The New Believers: A Survey of Sects, 'Cults', and Alternative Religions
- Cover of the hardcover edition
- Author: David V. Barrett
- Language: English
- Subject: New religious movements
- Publisher: Cassell Illustrated
- Publication date: 2001
- Publication place: United Kingdom
- Media type: Print (Hardcover)
- Pages: 559
- ISBN: 0-304-35592-5
- OCLC: 44933824
- Dewey Decimal: 291 21
- LC Class: BP603 .B37 2001

= The New Believers =

Book by David V. Barrett

The New Believers: A Survey of Sects, 'Cults', and Alternative Religions, is a book by David V. Barrett covering the origin, history, beliefs, practices and controversies of more than sixty new religious movements, including The Family International (previously known as the Children of God), International Church of Christ, Osho (Rajneesh), Satanism, New Kadampa Tradition, Wicca, Druidry, chaos magic, Scientology, and others.

In The Daily Telegraph reviewer Demian Thompson wrote:

For connoisseurs of strange religion, here are riches indeed: gorgeously clad occult bishops who believe in both transubstantiation and reincarnation, neo-pagans whose sacred text is a science-fiction novel, the growing band of Rastafarian Maoris, and Holy Trinity Brompton’s Alpha Course. David Barrett’s The New Believers is an excellent guide to fringe religions that juxtaposes “respectable” movements and those conventionally dismissed as cults. And quite right too. By considering them together, he uncovers some disconcerting family likenesses and demonstrates that the eccentricities of personal revelation can disturb and refresh every religious tradition, be it Anglican or anthroposophist. [...] Ironically, anti-cult organizations are also susceptible to fanaticism and scandal: one of the cleverest things about this book is the way it anatomizes them alongside the cults.

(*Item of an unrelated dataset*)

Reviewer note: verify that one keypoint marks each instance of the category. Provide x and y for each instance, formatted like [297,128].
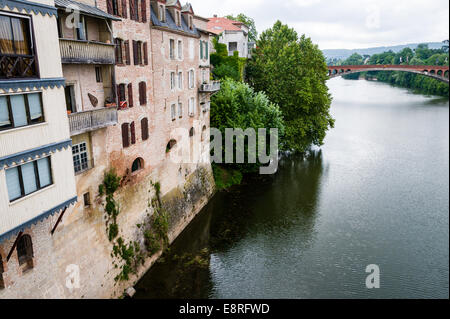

David V. Barrett in the Skeptical Inquirer wrote:

A comprehensive guide to new religious movements. The book takes a comparative religion approach; it treats no theological position as more true, valid, or sound than any other. The author says he has aimed not just for fairness but for accuracy. Part One deals with major issues of alternative religions, including what is a cult and what is a real religion, conversion and recruitment, problems for family members, problems for leaving a movement, and cult-watchers and experts. Part Two contains entries on individual movements, organized into five sections: Christian origins, Other "Religions of the Book" origins, Eastern origins, Esoteric and neo-Pagan movements, and personal development.

Patrick Curry in The Independent wrote:

In his introduction, Barrett demonstrates just how contingent are the lines drawn between "sect" (relatively neutral), "cult" (a sect we don't like) and a "religion" (a sect that has made it into the mainstream). He also introduces useful distinctions between anti-cultists, counter-cult movements – which try to enforce a return to religious rectitude – and academic observers: pre-eminently, in Britain, Inform (Information Network Focus on Religious Movements). He discusses cultic "brain-washing" and the now largely discredited practice of "deprogramming". Barrett's analysis will be as useful to concerned parents and teachers as to disinterested students of the subject.